Perfect Abandonment

ABANDON : ABAN·​DON | \ Ə-ˈBAN-DƏN

1 a: to give up to the control or influence of another person or agent
B: To give up with the intent of never again claiming a right or interest in

Merriam-Webster Dictionary

A funny thing happened today: I woke up thinking about how it’s Mother’s Day and I need to call my mom and then I thought about my birth mother. Wait, whaa?? It’s not like I’ve never thought about her but she’s definitely not someone who pops into my mind. So what prompted this?

If you know me, you know that I am adopted. I’ve talked about my story and that I have no connection to my birth mother; that I consider the woman who raised me to be my mother. It’s a fact but I think the way I say it comes across too callous towards my birth mother. Some struggle with their adoption and I can’t say that I was really one of them. But, that doesn’t mean I didn’t have questions. I wondered why I was given up but I was also thankful that my birth mother chose to give me life rather than abort me. I have no ties to the woman but I think what I realized this morning was that she expressed herself as my mother in an incredibly powerful way. She showed she was a mother by perfect abandonment of me.

“To give up with the intent of never again claiming a right or interest in”. Hard to see that as positive right? Even harder if I were to add “me” at the end of it, right? But it is positive because that’s what my birth mother did. You can spin it by saying she had no interest in me, she didn’t want me. But she had me in a hospital, she went through the process of putting me up for adoption, she chose to give me a chance at life and a family. As a mother myself, I can’t imagine carrying a person, knowing the feel of their movements and kicks, giving birth and listening to that first cry, only to watch someone take that child away, knowing that the little person who grew inside you won’t call you “mom”. My birth mother chose to give up her intent to claim or take an interest in me so that I might have what she may not have been able to provide.

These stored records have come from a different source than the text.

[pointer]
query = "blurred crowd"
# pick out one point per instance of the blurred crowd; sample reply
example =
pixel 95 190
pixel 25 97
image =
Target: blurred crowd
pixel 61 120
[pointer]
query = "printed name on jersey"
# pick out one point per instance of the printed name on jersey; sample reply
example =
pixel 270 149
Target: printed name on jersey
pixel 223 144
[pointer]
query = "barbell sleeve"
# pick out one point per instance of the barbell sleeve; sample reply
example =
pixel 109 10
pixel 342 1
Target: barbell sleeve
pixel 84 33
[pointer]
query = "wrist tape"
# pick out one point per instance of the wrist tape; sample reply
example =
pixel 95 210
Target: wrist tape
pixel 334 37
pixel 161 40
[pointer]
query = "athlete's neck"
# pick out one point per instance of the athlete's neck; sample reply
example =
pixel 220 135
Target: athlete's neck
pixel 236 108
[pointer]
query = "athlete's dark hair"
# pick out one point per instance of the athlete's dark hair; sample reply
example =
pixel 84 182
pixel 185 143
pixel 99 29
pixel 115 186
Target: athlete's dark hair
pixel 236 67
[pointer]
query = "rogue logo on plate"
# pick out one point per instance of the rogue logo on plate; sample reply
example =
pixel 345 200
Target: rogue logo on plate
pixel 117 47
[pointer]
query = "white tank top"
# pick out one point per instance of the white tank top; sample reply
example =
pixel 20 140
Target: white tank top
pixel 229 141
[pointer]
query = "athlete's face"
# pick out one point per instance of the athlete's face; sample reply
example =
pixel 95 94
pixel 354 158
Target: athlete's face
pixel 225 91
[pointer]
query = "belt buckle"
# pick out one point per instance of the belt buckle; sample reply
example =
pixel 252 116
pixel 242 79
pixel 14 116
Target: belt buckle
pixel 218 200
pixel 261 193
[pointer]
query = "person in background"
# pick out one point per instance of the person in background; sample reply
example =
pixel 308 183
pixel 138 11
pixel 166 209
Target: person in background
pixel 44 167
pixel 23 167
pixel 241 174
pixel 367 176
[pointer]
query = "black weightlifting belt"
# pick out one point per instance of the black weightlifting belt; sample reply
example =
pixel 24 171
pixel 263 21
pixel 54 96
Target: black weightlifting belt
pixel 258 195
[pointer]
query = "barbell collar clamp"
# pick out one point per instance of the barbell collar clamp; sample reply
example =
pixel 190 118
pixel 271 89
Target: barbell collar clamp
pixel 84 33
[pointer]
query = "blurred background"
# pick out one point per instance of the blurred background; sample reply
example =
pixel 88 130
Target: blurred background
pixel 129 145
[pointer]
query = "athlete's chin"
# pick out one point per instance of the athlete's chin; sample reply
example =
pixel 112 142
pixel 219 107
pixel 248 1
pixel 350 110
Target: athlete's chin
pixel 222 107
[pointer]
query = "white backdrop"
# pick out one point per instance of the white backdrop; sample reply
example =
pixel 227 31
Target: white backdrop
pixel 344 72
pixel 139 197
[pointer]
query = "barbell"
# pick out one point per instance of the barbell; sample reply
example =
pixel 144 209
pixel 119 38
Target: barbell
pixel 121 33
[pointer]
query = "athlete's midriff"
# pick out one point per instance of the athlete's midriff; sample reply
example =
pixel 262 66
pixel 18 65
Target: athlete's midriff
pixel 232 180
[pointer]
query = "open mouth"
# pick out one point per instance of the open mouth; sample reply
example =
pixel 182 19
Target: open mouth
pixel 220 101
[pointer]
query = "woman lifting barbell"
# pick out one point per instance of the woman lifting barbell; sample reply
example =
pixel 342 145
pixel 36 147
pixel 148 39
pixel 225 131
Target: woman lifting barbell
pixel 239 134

It was perfect abandonment by a mother.

Now lest you think I’m not as thankful for the mom who raised me, let me be clear that there is no comparison between the two! My parents thought they were done after my sister but then Korea opened its doors and after inquiring on a whim, my mom was told that there was me. She became Mom to me, pouring energy, love, hours, wisdom, tears, laughter, and basically all of herself into me. Being the youngest and with an eight-year age gap between me and my sister, I grew up like an only child and truly became my mom’s little shadow. It meant I learned so much from her and she became my friend. We’ve had some significant rough patches but she’s still my mom and that’s something I know won’t change.


So this Mother’s Day, I want to recognize two significant moms: the one who raised me and the one who gave me life. May I take the lessons I learned from listening and watching the woman who raised me and apply it to the way I raise my own. May my children know and feel the combined love of that of their grandmother who poured her love out on me so that I might pour that and my own love onto my kids. And may I be humbled by the sacrificial love of my birth mother whose perfect abandonment gave me a chance to be able to sit here and write about a mom who raised me and the kids who made me a mom.